Having gone through some of the highest levels of leadership training available in the U.S., including The Center for Creative Leadership, a couple fellowships and loads of other stuff both in a graduate program and in the workplace, I’m not sure any of these teachings and trainings are even effective, especially long term. If someone invited me in to speak with a group of up and coming managers/leaders, I feel like my talk would be really short. With the hindsight of a 40 year career I think I would just say, Be a fucking human being, people. Treat the people who work with you like you want others to treat you. Have a knock down drag out with yourself on your biases, because almost everyone has them, especially white folk, and especially male white folk, but we all have baggage we don’t even know we have because it’s baked in culturally so it’s invisible to ourselves unless we really work to recognize and eliminate it. Think of it like food poisoning: it won’t be gone until you puke and poop it all out. Ignore all the other shit about management and leadership because if it worked then our workplaces would be so much better than they were 50 years ago, but guess what, they really aren’t. They were just black and white before and now they are in living color.
So if you’re still in the workplace, just be a human being to each other. Everything else will follow from there. If you think you need a stick to get productivity out of people then you probably do because your people think you’re such as asshole that they don’t work hard unless you threaten. As Chinua Achebe said, Things Fall Apart. And they always will for managers who power-trip their way through life, sooner or later. Just check out the news over the last few years about the leaders in a variety of industries — Hollywood, Silicon Valley, Wall Street, higher education, politics/government, restaurants, etc. — who everyone admired until they didn’t because their power trip was exposed by their abuse of people and/or money most often.

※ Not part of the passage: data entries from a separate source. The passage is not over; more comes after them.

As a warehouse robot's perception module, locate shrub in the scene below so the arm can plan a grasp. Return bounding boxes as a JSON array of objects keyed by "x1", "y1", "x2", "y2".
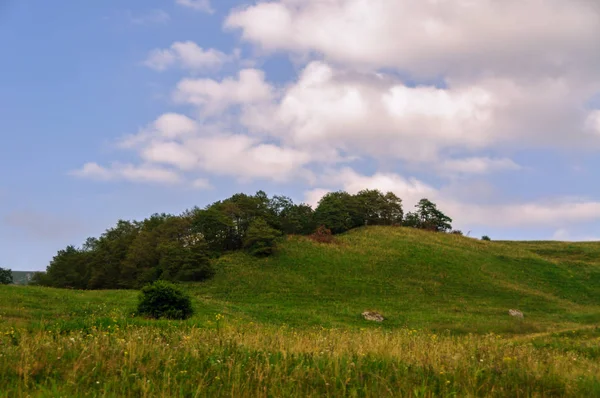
[
  {"x1": 137, "y1": 280, "x2": 193, "y2": 320},
  {"x1": 451, "y1": 230, "x2": 463, "y2": 235},
  {"x1": 481, "y1": 235, "x2": 491, "y2": 241},
  {"x1": 0, "y1": 267, "x2": 13, "y2": 285},
  {"x1": 309, "y1": 226, "x2": 334, "y2": 244}
]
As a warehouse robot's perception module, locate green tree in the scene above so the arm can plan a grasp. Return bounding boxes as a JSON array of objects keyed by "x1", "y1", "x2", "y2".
[
  {"x1": 269, "y1": 195, "x2": 316, "y2": 235},
  {"x1": 0, "y1": 267, "x2": 13, "y2": 285},
  {"x1": 353, "y1": 190, "x2": 403, "y2": 226},
  {"x1": 405, "y1": 199, "x2": 453, "y2": 232},
  {"x1": 381, "y1": 192, "x2": 404, "y2": 225},
  {"x1": 243, "y1": 218, "x2": 282, "y2": 256},
  {"x1": 88, "y1": 220, "x2": 140, "y2": 289},
  {"x1": 43, "y1": 246, "x2": 91, "y2": 289},
  {"x1": 314, "y1": 191, "x2": 356, "y2": 234}
]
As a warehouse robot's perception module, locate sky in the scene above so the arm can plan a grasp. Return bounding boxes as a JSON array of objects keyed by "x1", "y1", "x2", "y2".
[{"x1": 1, "y1": 0, "x2": 600, "y2": 271}]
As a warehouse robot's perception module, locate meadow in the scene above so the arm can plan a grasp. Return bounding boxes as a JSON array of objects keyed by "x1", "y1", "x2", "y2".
[{"x1": 1, "y1": 227, "x2": 600, "y2": 396}]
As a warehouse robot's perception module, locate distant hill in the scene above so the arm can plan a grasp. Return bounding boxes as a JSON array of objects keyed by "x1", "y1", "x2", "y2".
[{"x1": 11, "y1": 271, "x2": 35, "y2": 285}]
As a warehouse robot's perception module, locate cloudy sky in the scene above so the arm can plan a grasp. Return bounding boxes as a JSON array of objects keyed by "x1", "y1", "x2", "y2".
[{"x1": 1, "y1": 0, "x2": 600, "y2": 271}]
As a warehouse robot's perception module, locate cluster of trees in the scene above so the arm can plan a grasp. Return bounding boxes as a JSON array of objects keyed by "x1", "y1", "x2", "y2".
[{"x1": 33, "y1": 190, "x2": 453, "y2": 290}]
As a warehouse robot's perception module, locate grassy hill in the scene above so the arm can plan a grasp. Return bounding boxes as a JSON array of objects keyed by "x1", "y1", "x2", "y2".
[{"x1": 1, "y1": 227, "x2": 600, "y2": 396}]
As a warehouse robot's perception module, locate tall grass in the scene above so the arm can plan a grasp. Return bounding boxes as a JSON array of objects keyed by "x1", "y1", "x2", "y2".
[{"x1": 1, "y1": 317, "x2": 600, "y2": 397}]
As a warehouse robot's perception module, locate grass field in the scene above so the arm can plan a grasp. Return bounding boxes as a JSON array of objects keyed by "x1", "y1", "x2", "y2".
[{"x1": 1, "y1": 227, "x2": 600, "y2": 396}]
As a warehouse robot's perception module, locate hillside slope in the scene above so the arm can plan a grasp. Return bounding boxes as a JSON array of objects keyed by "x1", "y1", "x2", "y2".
[
  {"x1": 193, "y1": 226, "x2": 600, "y2": 333},
  {"x1": 1, "y1": 227, "x2": 599, "y2": 334}
]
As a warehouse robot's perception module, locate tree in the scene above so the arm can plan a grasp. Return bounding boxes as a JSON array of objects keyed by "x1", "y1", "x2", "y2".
[
  {"x1": 87, "y1": 220, "x2": 140, "y2": 289},
  {"x1": 243, "y1": 218, "x2": 282, "y2": 256},
  {"x1": 43, "y1": 246, "x2": 91, "y2": 289},
  {"x1": 353, "y1": 189, "x2": 404, "y2": 226},
  {"x1": 269, "y1": 195, "x2": 316, "y2": 235},
  {"x1": 0, "y1": 267, "x2": 13, "y2": 285},
  {"x1": 404, "y1": 199, "x2": 452, "y2": 232},
  {"x1": 314, "y1": 191, "x2": 356, "y2": 234}
]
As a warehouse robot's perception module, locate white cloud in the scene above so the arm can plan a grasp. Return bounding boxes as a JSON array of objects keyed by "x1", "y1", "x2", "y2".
[
  {"x1": 91, "y1": 111, "x2": 314, "y2": 183},
  {"x1": 139, "y1": 133, "x2": 313, "y2": 183},
  {"x1": 119, "y1": 113, "x2": 199, "y2": 149},
  {"x1": 226, "y1": 0, "x2": 600, "y2": 80},
  {"x1": 241, "y1": 62, "x2": 600, "y2": 165},
  {"x1": 176, "y1": 0, "x2": 213, "y2": 13},
  {"x1": 71, "y1": 162, "x2": 182, "y2": 184},
  {"x1": 174, "y1": 69, "x2": 274, "y2": 115},
  {"x1": 144, "y1": 41, "x2": 228, "y2": 72}
]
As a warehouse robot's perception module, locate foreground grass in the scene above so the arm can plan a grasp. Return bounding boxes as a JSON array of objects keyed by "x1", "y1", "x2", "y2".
[
  {"x1": 2, "y1": 318, "x2": 600, "y2": 397},
  {"x1": 2, "y1": 227, "x2": 600, "y2": 396}
]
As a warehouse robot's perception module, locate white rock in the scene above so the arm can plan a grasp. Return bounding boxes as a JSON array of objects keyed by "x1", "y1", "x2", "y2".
[
  {"x1": 508, "y1": 309, "x2": 524, "y2": 319},
  {"x1": 362, "y1": 311, "x2": 384, "y2": 322}
]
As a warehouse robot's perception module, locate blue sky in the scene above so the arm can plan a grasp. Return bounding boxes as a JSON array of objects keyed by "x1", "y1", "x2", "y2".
[{"x1": 1, "y1": 0, "x2": 600, "y2": 271}]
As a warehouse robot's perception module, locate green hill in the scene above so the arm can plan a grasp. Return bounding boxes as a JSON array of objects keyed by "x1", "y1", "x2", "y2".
[
  {"x1": 2, "y1": 227, "x2": 599, "y2": 334},
  {"x1": 198, "y1": 226, "x2": 600, "y2": 333}
]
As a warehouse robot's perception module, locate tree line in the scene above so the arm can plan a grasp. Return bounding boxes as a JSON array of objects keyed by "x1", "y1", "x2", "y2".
[{"x1": 30, "y1": 190, "x2": 453, "y2": 290}]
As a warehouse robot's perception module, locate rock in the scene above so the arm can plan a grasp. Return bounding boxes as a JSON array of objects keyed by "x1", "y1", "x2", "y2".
[
  {"x1": 508, "y1": 309, "x2": 524, "y2": 319},
  {"x1": 362, "y1": 311, "x2": 384, "y2": 322}
]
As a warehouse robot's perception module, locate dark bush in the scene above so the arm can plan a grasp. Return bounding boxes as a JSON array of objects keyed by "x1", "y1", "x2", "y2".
[
  {"x1": 309, "y1": 226, "x2": 335, "y2": 244},
  {"x1": 481, "y1": 235, "x2": 491, "y2": 241},
  {"x1": 137, "y1": 280, "x2": 193, "y2": 320},
  {"x1": 451, "y1": 230, "x2": 463, "y2": 235}
]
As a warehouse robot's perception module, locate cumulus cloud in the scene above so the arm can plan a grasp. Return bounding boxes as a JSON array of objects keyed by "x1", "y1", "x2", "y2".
[
  {"x1": 141, "y1": 133, "x2": 313, "y2": 182},
  {"x1": 176, "y1": 0, "x2": 213, "y2": 13},
  {"x1": 79, "y1": 112, "x2": 314, "y2": 184},
  {"x1": 118, "y1": 113, "x2": 199, "y2": 149},
  {"x1": 240, "y1": 62, "x2": 600, "y2": 165},
  {"x1": 144, "y1": 41, "x2": 229, "y2": 72},
  {"x1": 226, "y1": 0, "x2": 600, "y2": 80},
  {"x1": 174, "y1": 69, "x2": 274, "y2": 115}
]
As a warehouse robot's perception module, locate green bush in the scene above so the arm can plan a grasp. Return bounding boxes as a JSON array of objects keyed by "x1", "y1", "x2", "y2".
[
  {"x1": 482, "y1": 235, "x2": 491, "y2": 241},
  {"x1": 137, "y1": 280, "x2": 193, "y2": 320}
]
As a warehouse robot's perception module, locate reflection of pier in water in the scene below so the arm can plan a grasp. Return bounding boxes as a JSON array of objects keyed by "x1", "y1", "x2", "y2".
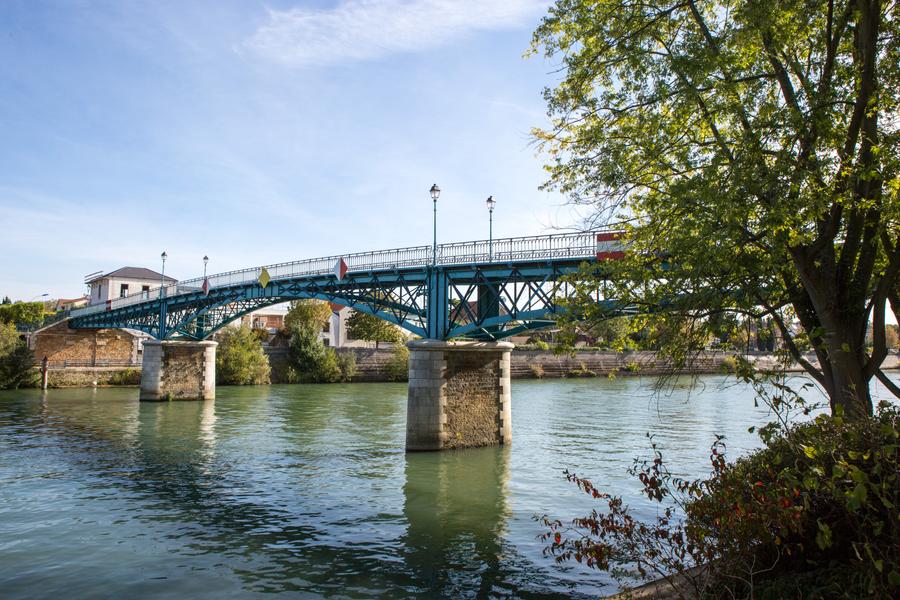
[
  {"x1": 402, "y1": 447, "x2": 511, "y2": 597},
  {"x1": 10, "y1": 392, "x2": 572, "y2": 598}
]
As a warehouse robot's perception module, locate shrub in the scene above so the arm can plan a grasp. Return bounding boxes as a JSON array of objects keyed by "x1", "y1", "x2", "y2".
[
  {"x1": 541, "y1": 404, "x2": 900, "y2": 599},
  {"x1": 216, "y1": 326, "x2": 271, "y2": 385},
  {"x1": 288, "y1": 325, "x2": 341, "y2": 383},
  {"x1": 385, "y1": 345, "x2": 409, "y2": 381},
  {"x1": 624, "y1": 360, "x2": 640, "y2": 373},
  {"x1": 529, "y1": 363, "x2": 545, "y2": 379},
  {"x1": 251, "y1": 327, "x2": 270, "y2": 343},
  {"x1": 534, "y1": 340, "x2": 550, "y2": 351},
  {"x1": 108, "y1": 369, "x2": 141, "y2": 386},
  {"x1": 335, "y1": 351, "x2": 356, "y2": 382},
  {"x1": 568, "y1": 361, "x2": 596, "y2": 377},
  {"x1": 720, "y1": 354, "x2": 738, "y2": 373},
  {"x1": 0, "y1": 323, "x2": 36, "y2": 389}
]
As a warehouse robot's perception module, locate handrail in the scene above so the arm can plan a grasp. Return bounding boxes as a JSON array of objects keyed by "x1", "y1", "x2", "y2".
[{"x1": 70, "y1": 231, "x2": 609, "y2": 318}]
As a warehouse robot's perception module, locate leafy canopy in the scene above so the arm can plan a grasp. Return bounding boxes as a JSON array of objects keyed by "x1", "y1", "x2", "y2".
[
  {"x1": 532, "y1": 0, "x2": 899, "y2": 416},
  {"x1": 216, "y1": 325, "x2": 271, "y2": 385},
  {"x1": 346, "y1": 310, "x2": 404, "y2": 348}
]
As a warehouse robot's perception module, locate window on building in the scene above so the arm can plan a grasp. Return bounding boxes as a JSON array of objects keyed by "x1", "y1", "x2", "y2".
[
  {"x1": 142, "y1": 285, "x2": 150, "y2": 299},
  {"x1": 120, "y1": 284, "x2": 129, "y2": 298}
]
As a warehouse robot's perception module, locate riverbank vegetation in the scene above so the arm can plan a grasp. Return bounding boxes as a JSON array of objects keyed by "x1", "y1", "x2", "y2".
[
  {"x1": 542, "y1": 392, "x2": 899, "y2": 598},
  {"x1": 531, "y1": 0, "x2": 899, "y2": 418},
  {"x1": 284, "y1": 300, "x2": 355, "y2": 383},
  {"x1": 216, "y1": 325, "x2": 271, "y2": 385},
  {"x1": 0, "y1": 323, "x2": 36, "y2": 389}
]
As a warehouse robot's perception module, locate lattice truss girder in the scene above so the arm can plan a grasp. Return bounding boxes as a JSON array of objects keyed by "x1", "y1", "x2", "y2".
[
  {"x1": 70, "y1": 270, "x2": 430, "y2": 340},
  {"x1": 442, "y1": 263, "x2": 625, "y2": 340},
  {"x1": 68, "y1": 260, "x2": 626, "y2": 341}
]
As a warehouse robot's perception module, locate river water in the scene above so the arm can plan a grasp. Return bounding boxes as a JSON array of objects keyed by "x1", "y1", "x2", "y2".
[{"x1": 1, "y1": 374, "x2": 898, "y2": 599}]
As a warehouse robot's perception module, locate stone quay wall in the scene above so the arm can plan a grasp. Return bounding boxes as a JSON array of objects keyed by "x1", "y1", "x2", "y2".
[{"x1": 29, "y1": 321, "x2": 141, "y2": 366}]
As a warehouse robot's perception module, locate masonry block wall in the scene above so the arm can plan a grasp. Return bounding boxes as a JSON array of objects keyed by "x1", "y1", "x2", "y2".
[
  {"x1": 31, "y1": 321, "x2": 140, "y2": 364},
  {"x1": 140, "y1": 340, "x2": 217, "y2": 401},
  {"x1": 406, "y1": 340, "x2": 512, "y2": 451}
]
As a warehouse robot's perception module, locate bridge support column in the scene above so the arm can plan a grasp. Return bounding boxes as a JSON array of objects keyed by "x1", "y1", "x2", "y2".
[
  {"x1": 406, "y1": 340, "x2": 513, "y2": 451},
  {"x1": 140, "y1": 340, "x2": 217, "y2": 401}
]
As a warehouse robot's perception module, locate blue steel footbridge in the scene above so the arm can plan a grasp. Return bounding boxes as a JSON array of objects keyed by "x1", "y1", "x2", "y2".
[{"x1": 68, "y1": 231, "x2": 626, "y2": 341}]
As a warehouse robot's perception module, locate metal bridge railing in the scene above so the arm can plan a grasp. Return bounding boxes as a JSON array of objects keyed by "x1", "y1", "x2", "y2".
[{"x1": 70, "y1": 231, "x2": 604, "y2": 319}]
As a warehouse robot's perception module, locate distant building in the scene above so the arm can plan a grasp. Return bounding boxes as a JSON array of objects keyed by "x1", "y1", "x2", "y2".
[
  {"x1": 54, "y1": 296, "x2": 89, "y2": 312},
  {"x1": 86, "y1": 267, "x2": 176, "y2": 305}
]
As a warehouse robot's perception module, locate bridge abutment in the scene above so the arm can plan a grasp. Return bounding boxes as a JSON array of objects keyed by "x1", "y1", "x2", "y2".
[
  {"x1": 406, "y1": 340, "x2": 513, "y2": 451},
  {"x1": 140, "y1": 340, "x2": 217, "y2": 401}
]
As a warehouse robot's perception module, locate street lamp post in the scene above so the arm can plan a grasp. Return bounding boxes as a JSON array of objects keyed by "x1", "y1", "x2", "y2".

If you’re an Unreasonable, you’re probably saying, “Fuck you,” and thinking that I was probably a crap manager. Fine. But if you are a Miserable or can relate to the stomach-aches induced by a bully boss superior, then you get it. Sorry I don’t have some solution to this situation. I just know that our so-called modern workplace really isn’t that modern in how we manage. And it never will be until the power-trippers stop trippin’. Good luck out there, team! You’re going to need it!
By Lady Proverbs, somewhere on the Oregon Coast.